Отрывок, характеризующий Зоофиты

– О, подлая, бессердечная порода! – проговорил он и вышел из комнаты.
На другой день Анатоль уехал в Петербург.


Пьер поехал к Марье Дмитриевне, чтобы сообщить об исполнении ее желанья – об изгнании Курагина из Москвы. Весь дом был в страхе и волнении. Наташа была очень больна, и, как Марья Дмитриевна под секретом сказала ему, она в ту же ночь, как ей было объявлено, что Анатоль женат, отравилась мышьяком, который она тихонько достала. Проглотив его немного, она так испугалась, что разбудила Соню и объявила ей то, что она сделала. Во время были приняты нужные меры против яда, и теперь она была вне опасности; но всё таки слаба так, что нельзя было думать везти ее в деревню и послано было за графиней. Пьер видел растерянного графа и заплаканную Соню, но не мог видеть Наташи.

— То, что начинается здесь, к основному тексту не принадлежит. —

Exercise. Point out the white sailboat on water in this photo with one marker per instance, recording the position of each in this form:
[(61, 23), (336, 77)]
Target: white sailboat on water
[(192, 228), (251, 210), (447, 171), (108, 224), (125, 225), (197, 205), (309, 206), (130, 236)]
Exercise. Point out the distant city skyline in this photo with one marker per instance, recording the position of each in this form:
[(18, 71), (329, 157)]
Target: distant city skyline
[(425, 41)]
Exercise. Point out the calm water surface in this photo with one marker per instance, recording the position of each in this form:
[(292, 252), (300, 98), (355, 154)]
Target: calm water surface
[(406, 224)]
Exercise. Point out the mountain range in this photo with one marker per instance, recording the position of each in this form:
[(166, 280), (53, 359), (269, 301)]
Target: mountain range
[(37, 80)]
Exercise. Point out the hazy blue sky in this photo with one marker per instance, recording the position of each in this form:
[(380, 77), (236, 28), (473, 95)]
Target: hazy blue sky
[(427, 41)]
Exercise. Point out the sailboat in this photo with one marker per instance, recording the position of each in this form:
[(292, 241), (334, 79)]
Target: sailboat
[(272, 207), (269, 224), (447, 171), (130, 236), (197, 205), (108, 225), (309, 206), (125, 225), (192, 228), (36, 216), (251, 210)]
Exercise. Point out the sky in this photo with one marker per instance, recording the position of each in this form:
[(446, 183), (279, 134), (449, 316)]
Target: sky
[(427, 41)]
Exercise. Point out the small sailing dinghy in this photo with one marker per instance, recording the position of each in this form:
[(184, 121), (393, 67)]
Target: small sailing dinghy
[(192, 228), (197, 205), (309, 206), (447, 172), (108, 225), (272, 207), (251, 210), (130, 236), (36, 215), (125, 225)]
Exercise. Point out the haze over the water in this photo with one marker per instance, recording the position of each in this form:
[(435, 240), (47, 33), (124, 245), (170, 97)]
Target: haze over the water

Пьер в этот день обедал в клубе и со всех сторон слышал разговоры о попытке похищения Ростовой и с упорством опровергал эти разговоры, уверяя всех, что больше ничего не было, как только то, что его шурин сделал предложение Ростовой и получил отказ. Пьеру казалось, что на его обязанности лежит скрыть всё дело и восстановить репутацию Ростовой.
Он со страхом ожидал возвращения князя Андрея и каждый день заезжал наведываться о нем к старому князю.
Князь Николай Андреич знал через m lle Bourienne все слухи, ходившие по городу, и прочел ту записку к княжне Марье, в которой Наташа отказывала своему жениху. Он казался веселее обыкновенного и с большим нетерпением ожидал сына.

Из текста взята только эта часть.